A gambit in chess is when you sacrifice a piece in exchange for favorable positioning. As it turns out, joining Chess Club is the real gambit: You lose the ability to talk to girls in exchange for some sweet opening tactics.
I was actually a part of the Chess Club my Freshman year at Whitman, where my competitive side was excited by all of the four-eyed nerd burgers kids who would constantly beat me down.
Since then, I’ve kissed a girl many times on the lips, with my mouth, nowadays, I am unable to play chess no matter how hard I try. Luckily, none of the members of the Chess Club at Whitman have this problem, and so they’re able to continue playing. But there’s a slight problem: the Chess Club’s name doesn’t accurately represent the accomplishments of its members. By far, the most impressive accomplishment of the club is that not a single member has ever talked to a woman, not that they play chess at a hobbyist level every Tuesday. My proposal is to rename the Chess Club to The Chastity Club. There are three main reasons why this would help Whitman.
First, it would be more accurate.

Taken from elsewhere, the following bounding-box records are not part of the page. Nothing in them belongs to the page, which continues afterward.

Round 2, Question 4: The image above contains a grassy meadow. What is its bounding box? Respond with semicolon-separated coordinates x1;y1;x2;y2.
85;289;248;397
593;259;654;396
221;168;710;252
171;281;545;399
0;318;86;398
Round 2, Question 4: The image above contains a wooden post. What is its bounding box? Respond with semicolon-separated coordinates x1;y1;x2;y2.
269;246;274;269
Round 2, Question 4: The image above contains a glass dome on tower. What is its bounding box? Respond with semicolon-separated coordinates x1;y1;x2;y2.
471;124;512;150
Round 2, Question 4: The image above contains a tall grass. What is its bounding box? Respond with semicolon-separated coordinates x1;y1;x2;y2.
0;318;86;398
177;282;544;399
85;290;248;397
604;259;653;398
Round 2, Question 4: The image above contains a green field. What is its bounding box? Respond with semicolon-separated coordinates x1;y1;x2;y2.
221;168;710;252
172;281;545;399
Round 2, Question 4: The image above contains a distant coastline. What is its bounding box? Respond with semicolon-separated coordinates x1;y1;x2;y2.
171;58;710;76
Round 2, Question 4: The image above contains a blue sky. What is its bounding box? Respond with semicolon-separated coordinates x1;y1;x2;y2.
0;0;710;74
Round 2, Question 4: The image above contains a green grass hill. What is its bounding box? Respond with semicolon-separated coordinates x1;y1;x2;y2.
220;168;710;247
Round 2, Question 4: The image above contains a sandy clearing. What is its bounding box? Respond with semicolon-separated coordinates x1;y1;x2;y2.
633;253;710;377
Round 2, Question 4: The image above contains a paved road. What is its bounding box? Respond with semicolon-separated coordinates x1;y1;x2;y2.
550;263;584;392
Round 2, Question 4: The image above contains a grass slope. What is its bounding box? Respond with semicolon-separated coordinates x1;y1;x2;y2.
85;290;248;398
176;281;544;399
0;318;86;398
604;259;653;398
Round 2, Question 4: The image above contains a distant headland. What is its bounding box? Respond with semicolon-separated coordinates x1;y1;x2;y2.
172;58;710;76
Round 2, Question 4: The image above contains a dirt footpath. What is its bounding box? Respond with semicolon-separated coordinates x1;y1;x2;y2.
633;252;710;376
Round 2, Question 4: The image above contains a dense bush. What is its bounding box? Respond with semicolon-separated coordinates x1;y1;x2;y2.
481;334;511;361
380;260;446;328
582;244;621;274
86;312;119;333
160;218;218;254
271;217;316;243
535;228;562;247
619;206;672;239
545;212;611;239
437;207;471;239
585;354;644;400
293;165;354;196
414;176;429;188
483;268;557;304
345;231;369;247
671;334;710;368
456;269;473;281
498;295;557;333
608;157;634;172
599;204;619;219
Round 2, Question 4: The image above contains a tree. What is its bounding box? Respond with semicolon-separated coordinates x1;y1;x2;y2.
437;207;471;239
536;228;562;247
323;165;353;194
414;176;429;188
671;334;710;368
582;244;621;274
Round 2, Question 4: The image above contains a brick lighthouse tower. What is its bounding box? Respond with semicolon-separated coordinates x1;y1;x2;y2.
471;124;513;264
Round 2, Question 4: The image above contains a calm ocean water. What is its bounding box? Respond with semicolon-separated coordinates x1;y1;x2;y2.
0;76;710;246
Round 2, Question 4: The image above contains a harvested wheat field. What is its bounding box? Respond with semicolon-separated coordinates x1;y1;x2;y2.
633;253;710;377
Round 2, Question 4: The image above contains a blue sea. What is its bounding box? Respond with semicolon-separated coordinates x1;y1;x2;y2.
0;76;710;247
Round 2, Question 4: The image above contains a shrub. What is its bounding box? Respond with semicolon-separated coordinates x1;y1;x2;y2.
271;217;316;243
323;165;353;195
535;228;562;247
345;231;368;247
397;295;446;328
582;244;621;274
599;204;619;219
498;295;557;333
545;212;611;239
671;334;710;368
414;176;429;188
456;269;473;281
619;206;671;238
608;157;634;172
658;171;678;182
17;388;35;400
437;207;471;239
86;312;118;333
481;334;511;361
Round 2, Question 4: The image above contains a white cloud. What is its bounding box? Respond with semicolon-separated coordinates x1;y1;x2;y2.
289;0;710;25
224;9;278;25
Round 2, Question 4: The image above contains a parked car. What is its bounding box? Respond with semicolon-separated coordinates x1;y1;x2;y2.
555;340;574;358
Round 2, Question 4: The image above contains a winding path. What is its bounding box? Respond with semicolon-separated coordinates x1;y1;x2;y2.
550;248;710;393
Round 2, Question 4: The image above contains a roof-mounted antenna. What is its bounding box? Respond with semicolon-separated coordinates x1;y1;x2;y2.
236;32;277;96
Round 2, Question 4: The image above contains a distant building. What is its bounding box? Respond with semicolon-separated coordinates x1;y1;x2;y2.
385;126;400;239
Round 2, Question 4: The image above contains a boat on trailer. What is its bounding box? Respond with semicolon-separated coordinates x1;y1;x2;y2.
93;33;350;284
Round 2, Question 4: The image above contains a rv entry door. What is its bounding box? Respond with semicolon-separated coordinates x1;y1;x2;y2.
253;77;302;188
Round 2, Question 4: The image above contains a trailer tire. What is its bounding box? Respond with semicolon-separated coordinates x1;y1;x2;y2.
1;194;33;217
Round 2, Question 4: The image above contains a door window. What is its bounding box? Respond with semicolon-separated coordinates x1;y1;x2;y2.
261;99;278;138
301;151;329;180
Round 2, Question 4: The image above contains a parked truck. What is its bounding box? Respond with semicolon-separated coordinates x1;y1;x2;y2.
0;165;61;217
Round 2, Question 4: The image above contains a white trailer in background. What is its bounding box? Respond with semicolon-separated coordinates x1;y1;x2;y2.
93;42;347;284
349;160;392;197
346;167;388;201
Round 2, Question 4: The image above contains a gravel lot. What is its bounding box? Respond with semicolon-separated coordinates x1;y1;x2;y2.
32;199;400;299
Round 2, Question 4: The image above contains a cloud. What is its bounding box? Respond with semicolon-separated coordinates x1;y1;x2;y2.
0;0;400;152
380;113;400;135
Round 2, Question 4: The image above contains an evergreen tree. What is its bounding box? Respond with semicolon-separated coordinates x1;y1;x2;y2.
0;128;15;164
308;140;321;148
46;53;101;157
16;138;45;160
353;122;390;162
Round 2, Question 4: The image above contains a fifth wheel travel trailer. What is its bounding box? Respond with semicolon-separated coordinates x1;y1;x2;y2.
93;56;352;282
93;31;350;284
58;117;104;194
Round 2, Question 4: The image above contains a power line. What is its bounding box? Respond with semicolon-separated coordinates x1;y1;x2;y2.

Some might say this would represent a drastic upheaval for the Chess Club. But fear not! Members would continue attending meetings as normal, playing Chess and discussing Dungeons & Dragons and Anime. They would be just like a real Chastity Club!
Second, this would be a real help for other Whitman clubs like DECA and Debate, as they would now have another club where they would be able to discuss their shared interests while connecting with even more students.
Third, A Chastity Club would also benefit Whitman as a whole, as it would give Whitman students an image of responsibility and intelligence aware of the dangers of premarital sex. Chess and Chastity go hand in hand, so choose correctly; choose chastity.